Garbage In, Garbage Out
Why an AI is only ever as good as what it was shown.
Teach a child that every mango is an “apple” and they'll point at mangoes and say apple — confidently, every time. That's exactly how machine learning works. The smartest AI fed bad data is just a confident mistake-maker.

Imagine a child learning to sort fruit. Every time they reach for a mango, an adult labels it "apple." For months, this is all they see: mangoes called apples. Now ask them to identify fruit at the market. They will confidently point at mangoes and say "apple" — every single time. They are not slow or broken. They learned exactly what they were taught. The lesson was wrong.

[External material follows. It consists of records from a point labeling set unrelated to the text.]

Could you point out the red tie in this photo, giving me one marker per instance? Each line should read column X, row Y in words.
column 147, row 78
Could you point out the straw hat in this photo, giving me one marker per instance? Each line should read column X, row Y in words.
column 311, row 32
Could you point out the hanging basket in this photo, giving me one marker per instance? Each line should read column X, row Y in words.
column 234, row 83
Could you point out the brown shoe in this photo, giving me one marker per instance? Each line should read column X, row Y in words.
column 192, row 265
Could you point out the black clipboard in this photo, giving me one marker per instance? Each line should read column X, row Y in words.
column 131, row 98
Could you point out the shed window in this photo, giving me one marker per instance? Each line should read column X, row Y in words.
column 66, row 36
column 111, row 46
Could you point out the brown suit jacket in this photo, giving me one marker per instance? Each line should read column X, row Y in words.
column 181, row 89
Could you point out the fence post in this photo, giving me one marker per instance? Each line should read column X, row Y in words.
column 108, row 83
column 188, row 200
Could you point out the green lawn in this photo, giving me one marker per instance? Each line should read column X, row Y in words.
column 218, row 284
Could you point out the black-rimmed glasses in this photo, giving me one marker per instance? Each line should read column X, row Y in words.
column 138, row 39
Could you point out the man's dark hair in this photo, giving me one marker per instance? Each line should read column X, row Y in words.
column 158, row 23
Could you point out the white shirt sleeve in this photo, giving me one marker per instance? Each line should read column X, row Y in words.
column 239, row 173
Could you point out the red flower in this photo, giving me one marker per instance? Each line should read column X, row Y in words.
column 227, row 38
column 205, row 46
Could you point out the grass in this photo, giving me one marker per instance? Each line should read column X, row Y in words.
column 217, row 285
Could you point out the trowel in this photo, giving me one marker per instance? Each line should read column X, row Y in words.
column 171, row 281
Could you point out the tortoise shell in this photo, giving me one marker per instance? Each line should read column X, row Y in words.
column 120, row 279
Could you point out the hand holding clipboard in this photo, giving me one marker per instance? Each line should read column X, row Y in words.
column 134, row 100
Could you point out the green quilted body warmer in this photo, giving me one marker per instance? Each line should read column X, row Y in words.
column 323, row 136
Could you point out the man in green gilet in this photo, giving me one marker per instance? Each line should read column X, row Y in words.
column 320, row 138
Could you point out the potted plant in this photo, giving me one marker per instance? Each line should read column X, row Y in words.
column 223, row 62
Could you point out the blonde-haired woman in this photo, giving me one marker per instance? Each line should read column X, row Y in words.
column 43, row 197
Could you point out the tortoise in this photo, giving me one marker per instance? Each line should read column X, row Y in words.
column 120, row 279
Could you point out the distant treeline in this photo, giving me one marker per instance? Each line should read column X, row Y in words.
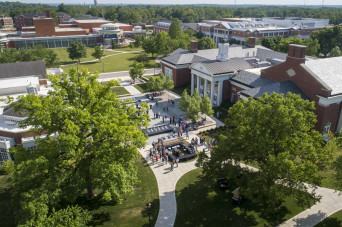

This is precisely how machine learning works. Understanding what an AI model really is helps here: an AI does not think. It finds patterns in the data it was trained on and applies those patterns to new situations. When the training data is accurate, representative, and complete, the results can be genuinely useful. When the training data is flawed — labelled wrong, skewed toward certain groups, full of gaps — the AI learns those flaws just as faithfully as a student memorising incorrect notes.
There is a four-word phrase that captures this completely: Garbage In, Garbage Out.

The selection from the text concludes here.